Searching for someone to blame, critics now say the “old,” pre-takeover Chrysler management failed to prepare the automaker for troubling times, and that Chrysler cars and trucks had become dated.

Both allegations carry little weight. By all measures, Chrysler was a viable company with plenty of cash, modern plants and the industry's smartest-looking vehicles, hardly any long in the tooth. Its fullsize cars were redesigned for 1999, small Neon and the successful PT Cruiser for 2000, midsize models for 2001 and the company's vaunted minivans, also re-engineered for 2001.

All of this was planned before DaimlerBenz set its sights on Chrysler, and there was plenty of cash — it must've looked like a tasty morsel to DB Chairman Juergen Schrempp — to weather the rough times.

Moreover, Chrysler had the best supplier relations in the industry, and it paid off on the bottom lines of both parties. Now the opposite is true, with the Chrysler Group's new German top management demanding 5% price cuts, prompting threats of mutiny in some supplier quarters.

So what went wrong? Anxious to get Chrysler management's support, DB in effect adopted an “open door” policy, giving the team that made it the automotive darling of the ’90s so much cash in the process that they could — and most did — walk out wealthier than they'd ever dreamed. They were paid off, of course, with Chrysler's own funds. Mr. Schrempp may well have had another motive: The Chrysler execs, by Stuttgart standards, were vastly overpaid. If they departed, he could put people in those jobs with salaries and perks based on Germany's lower reward system, mollifying his lesser-paid lieutenants at home.

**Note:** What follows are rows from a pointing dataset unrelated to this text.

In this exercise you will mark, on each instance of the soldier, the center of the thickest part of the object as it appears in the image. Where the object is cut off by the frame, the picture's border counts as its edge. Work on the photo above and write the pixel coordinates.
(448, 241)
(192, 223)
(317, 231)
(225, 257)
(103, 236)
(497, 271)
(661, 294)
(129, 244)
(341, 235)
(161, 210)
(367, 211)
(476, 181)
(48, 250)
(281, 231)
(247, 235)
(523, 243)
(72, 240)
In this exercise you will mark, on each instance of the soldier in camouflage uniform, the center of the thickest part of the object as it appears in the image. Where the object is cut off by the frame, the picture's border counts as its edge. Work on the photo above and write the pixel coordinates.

But that turned out to be like replacing the New York Yankees with the Detroit Tigers. And only when the “new” Chrysler team failed did Mr. Schrempp throw in his own trusted managers. Indeed, if there was mismanagement it was on the part of Mr. Schrempp, who failed to see that the American managers he installed simply weren't cutting it.

But to say Chrysler could or would not have made it remaining as a stand-alone company is ludicrous. For one thing, its cash horde would not have been absorbed by DaimlerBenz to be used for whatever purposes Mr. Schrempp chose. Since the takeover, for example, he has acquired a 37.3% slice of Mitsubishi Motors Corp. and control of Detroit Diesel Corp. in his drive to transform DC into the world's largest automaker. If nothing else, that raises a question of priorities: As his crown jewel, Chrysler should have been No.1 on his list.

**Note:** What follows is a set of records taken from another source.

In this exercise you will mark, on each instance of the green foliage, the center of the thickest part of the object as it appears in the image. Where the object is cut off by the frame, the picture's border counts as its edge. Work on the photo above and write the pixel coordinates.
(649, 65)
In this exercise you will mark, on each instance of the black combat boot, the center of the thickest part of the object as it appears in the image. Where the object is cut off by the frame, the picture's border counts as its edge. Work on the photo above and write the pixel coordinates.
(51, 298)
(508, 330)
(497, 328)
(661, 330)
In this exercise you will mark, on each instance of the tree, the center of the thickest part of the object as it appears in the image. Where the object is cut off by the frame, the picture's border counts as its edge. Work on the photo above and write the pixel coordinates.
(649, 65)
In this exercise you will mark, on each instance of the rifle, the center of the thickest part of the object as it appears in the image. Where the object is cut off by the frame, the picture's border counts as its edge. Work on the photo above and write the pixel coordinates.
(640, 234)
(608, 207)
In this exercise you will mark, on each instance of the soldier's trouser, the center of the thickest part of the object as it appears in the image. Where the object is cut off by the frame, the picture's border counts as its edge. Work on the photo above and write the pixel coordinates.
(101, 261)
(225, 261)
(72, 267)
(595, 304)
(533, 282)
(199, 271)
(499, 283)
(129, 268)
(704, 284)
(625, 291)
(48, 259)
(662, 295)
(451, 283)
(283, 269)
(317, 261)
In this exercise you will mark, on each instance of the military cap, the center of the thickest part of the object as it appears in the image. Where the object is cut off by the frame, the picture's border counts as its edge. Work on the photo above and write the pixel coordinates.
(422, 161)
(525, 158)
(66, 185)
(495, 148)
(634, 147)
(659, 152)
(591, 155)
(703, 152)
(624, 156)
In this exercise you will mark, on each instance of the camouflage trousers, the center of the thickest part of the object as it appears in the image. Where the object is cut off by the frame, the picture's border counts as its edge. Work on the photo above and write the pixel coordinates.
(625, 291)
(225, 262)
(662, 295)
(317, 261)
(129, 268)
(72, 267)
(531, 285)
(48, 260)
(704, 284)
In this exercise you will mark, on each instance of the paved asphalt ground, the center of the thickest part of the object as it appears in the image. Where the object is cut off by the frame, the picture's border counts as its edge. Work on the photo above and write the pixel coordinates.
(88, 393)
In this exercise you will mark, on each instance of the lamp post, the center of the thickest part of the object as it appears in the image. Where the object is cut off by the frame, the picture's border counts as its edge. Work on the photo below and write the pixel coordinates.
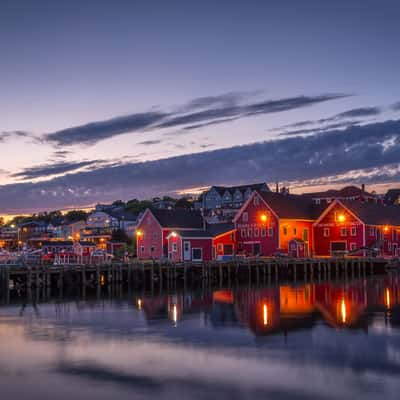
(18, 230)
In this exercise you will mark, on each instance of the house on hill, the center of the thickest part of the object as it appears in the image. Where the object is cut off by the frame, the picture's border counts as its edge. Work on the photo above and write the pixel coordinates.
(346, 193)
(350, 225)
(230, 196)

Having said all of that, and with his members facing layoff, why is Mr. Yokich uncharacteristically coming off as Mr. Nice Guy? Maybe it's because he has no choice. If he fails to go along with DC's Chrysler turnaround, it's possible that the UAW could be an even bigger loser if the plan doesn't work. And maybe he's convinced that the worst is over and that the German management will save the day.

But the fact is things could get much worse. Chrysler's first-quarter sales trailed 2000 by 16%, and although U.S. car and truck sales haven't eased as much as expected so far this year, uncertainty remains. Unfortunately, during a downturn, Chrysler usually fares poorest among the Big Three.

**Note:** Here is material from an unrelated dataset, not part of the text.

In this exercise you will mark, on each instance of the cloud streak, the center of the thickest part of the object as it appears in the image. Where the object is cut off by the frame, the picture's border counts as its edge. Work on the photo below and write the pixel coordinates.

That's different, however, than saying that if DaimlerBenz hadn't taken over, Chrysler would have tanked by now. “If we didn't have Daimler, where would we be right now?” Mr. Yokich told reporters in April. “I think I know where we'd be.”

Maybe it's because by hewing to the DC line he'll eventually organize the Mercedes-Benz plant in Vance, AL, long a UAW target, with DC's blessings. Even so, that would be a small victory for writing Chrysler's epitaph had not Mr. Schrempp engineered his coup.

Yokich Stays on Until 2002

When Steve Yokich was elected UAW president in 1995, WAW featured a painting of him at a UAW lectern brandishing boxing gloves to illustrate his feistiness.

Raised in a UAW family, Mr. Yokich rose through the ranks to head the big Ford Motor Co. Dept., followed by the same role at General Motors Corp. At 65, he is now serving his second term as the UAW's chief.

UAW presidents historically have served three-year terms. The union modified that policy in ’98 by adding a year to his second term so he could stay on past traditional retirement age. He's now scheduled to retire in 2002.